A short life of the author
Su Tong (born 1963) is one of the most important Chinese novelists of the post-Mao era — a writer whose lush, violent, erotically charged fiction about Chinese history has reached international audiences partly through Zhang Yimou’s celebrated film adaptation of his novella “Wives and Concubines” (Raise the Red Lantern, 1991). Su Tong belongs to the “avant-garde” generation of Chinese writers who emerged in the late 1980s, and his work combines the narrative ambition of the nineteenth-century European novel with a distinctly Chinese sensibility for ritual, hierarchy, and the body.
Life and Career
Su Tong was born Tong Zhonggui in Suzhou, Jiangsu province, and grew up along the Yangtze River — a landscape that appears throughout his fiction as a site of beauty, decay, and violence. He studied Chinese literature at the Beijing Normal University and began publishing fiction in the late 1980s, part of a generation (alongside Yu Hua, Mo Yan, Ge Fei, and Can Xue) that challenged the conventions of socialist realism with formally experimental, historically revisionist fiction.
“Wives and Concubines” (Qiqie chengqun, 1990) was his international breakthrough — a novella about a young woman who becomes the fourth concubine of a wealthy man in 1920s China and discovers the lethal power struggles among the wives. Zhang Yimou’s film adaptation, Raise the Red Lantern (1991), starring Gong Li, was nominated for the Academy Award for Best Foreign Language Film and brought Su Tong’s name to global audiences.
Rice (Mi, 1991) was a darker, more ambitious novel — the story of a refugee from famine who rises to power in a rice shop through violence, sexual domination, and moral degradation. The novel is a sustained meditation on hunger — physical, sexual, political — and on the way power corrupts absolutely in a society without institutional restraint.
Later Works
My Life as Emperor (Wo de diwang shengya, 1992) imagined the inner life of a child emperor in an unnamed Chinese dynasty.
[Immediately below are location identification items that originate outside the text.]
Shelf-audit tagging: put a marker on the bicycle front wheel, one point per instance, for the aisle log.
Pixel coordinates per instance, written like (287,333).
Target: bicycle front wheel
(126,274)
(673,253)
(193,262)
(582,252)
Binu and the Great Wall (Biyanü, 2006) retold the ancient Chinese legend of Meng Jiangnu, a woman whose tears dissolve the Great Wall. The Boat to Redemption (Heshang de muqin, 2009) won the Man Asian Literary Prize — a novel about a father and son living on a barge, exploring the legacy of the Cultural Revolution through a story of exile and shame.
Su Tong’s fiction is marked by its attention to sensory detail — textures of silk, smells of cooking, the physical reality of desire and violence — and by its treatment of women, who are simultaneously victims of patriarchal systems and agents of their own complex, sometimes destructive power.
Key Works
- “Wives and Concubines” / Raise the Red Lantern (1990)
- Rice (1991)
- My Life as Emperor (1992)
- The Boat to Redemption (2009)
Collecting Su Tong
Chinese first editions (People’s Literature Publishing House, Jiangsu Literature and Art) are the primary collectibles but require specialist knowledge. English translations are more accessible: Raise the Red Lantern: Three Novellas (Morrow, 1993) first edition brings $30–$75. Rice (Morrow, 1995) and My Life as Emperor (Hyperion East, 2005) are modestly priced. Signed copies in English are uncommon; Su Tong signs at Chinese literary events and occasionally at international festivals. His international reputation is buoyed by the enduring popularity of Zhang Yimou’s film. The English-language collecting market for contemporary Chinese literature is still developing.